Experts noted that the Japanese government’s decision was very worrying given the warnings that such emissions would have a huge impact on many people’s lives and the environment as a whole. The Decision Was Taken By The Government Of Japan After Years Of Discussion And Attention By Local Communities, Particularly those Of Fishermen Who Had Been Severely Affected By The 2011 Disaster, As Well As By Environmental Non-governmental OrganizationS, Neighbouring Countries And Civil SocietY. This decision was particularly disappointing because experts believed that other solutions could be used.
United Nations experts have expressed their concern to the Government of Japan that the discharge of nuclear sewage into the Pacific Ocean may pose a potential threat to human health and the environment.
Experts say the water may contain large amounts of radioactive carbon 14 and other radioisotopes such as radon 90 and radon. In a communication with experts, the Japanese government said the treated water stored in the tank was not contaminated. However, experts believe that the polynuclide removal device has not completely eliminated the radioactive concentration of most of the contaminated water in the fukushima Daiichi nuclear power plant’s reservoir. “The first use of this technology does not reduce the cleanliness of the water below the required level and there is no guarantee that the second treatment will succeed,” they said. “The technique does not remove the radioisotope thorium or carbon 14, ” the expert added.
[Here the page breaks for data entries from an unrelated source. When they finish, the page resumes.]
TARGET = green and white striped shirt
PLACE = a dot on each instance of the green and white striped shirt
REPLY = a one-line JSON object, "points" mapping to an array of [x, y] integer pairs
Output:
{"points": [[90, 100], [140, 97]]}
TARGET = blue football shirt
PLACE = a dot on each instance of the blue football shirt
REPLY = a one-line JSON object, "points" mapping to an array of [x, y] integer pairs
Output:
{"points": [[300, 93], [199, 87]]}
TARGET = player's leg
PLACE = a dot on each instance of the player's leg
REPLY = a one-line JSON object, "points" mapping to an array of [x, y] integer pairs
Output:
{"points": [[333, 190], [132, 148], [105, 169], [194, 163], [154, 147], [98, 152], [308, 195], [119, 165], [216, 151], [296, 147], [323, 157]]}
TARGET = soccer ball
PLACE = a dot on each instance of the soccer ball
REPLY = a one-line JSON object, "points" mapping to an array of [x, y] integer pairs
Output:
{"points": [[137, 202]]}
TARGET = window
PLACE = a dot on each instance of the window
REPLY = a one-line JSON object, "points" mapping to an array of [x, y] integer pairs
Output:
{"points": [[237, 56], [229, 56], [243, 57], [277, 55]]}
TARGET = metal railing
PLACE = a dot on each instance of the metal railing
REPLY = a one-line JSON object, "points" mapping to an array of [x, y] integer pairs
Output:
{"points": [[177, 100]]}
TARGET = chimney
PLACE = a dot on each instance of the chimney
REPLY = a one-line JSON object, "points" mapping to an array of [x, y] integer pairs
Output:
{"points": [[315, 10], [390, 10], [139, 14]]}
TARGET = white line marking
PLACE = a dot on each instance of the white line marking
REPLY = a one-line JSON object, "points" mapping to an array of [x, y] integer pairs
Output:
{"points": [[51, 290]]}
According to the statement, the Japanese side said that the very low levels of radon will not pose a threat to human health. But scientists warn that radon in water binds organically to other molecules, affecting plants, fish and humans by moving up the food chain. Scientists believe that the radioactive hazards of radon are underestimated and could pose a risk to humans and the environment for more than 100 years.
“We remind Japan of its international obligations to prevent exposure to hazardous substances, to conduct environmental impact assessments of the risks posed by water discharges, to prevent transboundary environmental damage and to protect the marine environment,” the experts said.